When interpreting word problems, the reader must carefully parse the text to identify the mathematical operations involved. Key terms often hint at these operations; for example, 'increase' typically signifies addition, while 'decrease' could suggest subtraction. In our given problem, the word 'increase' prompted us to use subtraction to find out by how much the ticket's price has risen.

It's a common misconception to directly associate 'increase' with addition, but the context dictates that we must subtract the original price from the new price to find the increase. Interpreting word problems involves understanding these nuances, as well as switching between the real-world context and its mathematical model. Critical reading skills are crucial here, as well as the ability to translate verbal descriptions into mathematical language.

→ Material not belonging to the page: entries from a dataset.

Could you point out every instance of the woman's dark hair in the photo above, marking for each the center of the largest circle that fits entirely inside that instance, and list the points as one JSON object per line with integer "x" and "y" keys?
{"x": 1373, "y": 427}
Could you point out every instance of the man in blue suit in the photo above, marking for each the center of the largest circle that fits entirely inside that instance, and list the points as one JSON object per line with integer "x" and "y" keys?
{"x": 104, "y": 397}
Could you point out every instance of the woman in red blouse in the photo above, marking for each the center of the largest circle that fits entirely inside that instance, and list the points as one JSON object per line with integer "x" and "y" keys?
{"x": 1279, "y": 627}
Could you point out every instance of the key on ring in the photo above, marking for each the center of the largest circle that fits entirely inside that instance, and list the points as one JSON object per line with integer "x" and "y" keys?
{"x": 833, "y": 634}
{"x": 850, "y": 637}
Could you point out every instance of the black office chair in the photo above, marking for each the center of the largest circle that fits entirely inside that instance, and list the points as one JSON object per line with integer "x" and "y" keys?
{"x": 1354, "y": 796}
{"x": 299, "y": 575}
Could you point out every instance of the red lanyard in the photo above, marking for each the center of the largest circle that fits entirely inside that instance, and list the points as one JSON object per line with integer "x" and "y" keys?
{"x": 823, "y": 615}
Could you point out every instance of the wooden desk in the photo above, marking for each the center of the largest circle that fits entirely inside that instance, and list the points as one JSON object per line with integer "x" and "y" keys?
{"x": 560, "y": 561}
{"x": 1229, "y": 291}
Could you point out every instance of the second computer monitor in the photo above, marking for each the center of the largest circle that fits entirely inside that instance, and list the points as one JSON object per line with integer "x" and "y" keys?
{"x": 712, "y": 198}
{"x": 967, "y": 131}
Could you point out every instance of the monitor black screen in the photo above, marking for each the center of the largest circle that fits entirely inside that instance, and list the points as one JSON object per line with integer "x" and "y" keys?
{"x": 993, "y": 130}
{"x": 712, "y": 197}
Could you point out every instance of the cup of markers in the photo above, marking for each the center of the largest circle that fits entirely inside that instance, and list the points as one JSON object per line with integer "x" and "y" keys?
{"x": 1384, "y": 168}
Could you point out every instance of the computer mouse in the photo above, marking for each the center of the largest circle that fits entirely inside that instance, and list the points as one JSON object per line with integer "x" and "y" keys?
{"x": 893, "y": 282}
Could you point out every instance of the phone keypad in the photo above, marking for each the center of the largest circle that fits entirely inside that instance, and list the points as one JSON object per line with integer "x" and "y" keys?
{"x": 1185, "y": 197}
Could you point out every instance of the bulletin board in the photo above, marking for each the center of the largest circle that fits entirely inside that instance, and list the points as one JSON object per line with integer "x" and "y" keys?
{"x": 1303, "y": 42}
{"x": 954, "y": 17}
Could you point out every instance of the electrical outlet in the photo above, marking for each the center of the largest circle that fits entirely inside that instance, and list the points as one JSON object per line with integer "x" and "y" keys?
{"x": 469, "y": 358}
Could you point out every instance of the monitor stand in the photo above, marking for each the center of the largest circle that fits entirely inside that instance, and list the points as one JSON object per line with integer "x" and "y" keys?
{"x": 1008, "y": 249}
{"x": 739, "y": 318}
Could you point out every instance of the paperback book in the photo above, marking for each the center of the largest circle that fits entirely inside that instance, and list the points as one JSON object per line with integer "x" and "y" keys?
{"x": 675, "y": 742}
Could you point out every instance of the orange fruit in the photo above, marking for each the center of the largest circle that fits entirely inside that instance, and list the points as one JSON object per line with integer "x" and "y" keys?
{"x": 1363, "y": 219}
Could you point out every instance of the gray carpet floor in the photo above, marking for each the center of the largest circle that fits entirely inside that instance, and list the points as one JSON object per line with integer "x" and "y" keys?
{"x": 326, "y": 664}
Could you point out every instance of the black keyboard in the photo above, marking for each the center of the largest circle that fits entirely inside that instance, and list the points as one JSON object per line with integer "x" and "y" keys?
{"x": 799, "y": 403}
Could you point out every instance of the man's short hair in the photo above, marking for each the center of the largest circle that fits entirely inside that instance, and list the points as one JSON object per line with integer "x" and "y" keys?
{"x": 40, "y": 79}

Translating words to algebra is about converting the language of words into the language of mathematics. This process involves identifying quantities and operations described in words and rewriting them using symbols and numbers. To improve clarity in translating words to algebra, start by highlighting or underlining key terms that indicate specific operations.

For the exercise at hand, 'increased to' suggests a comparison, leading us to use subtraction (x - 200) to find the difference between the new price and the original price. It is important to recognize that different wordings can imply the same mathematical operation. Practicing with a variety of word problems can help develop the skill to recognize these patterns and translate them into clear, concise algebraic expressions.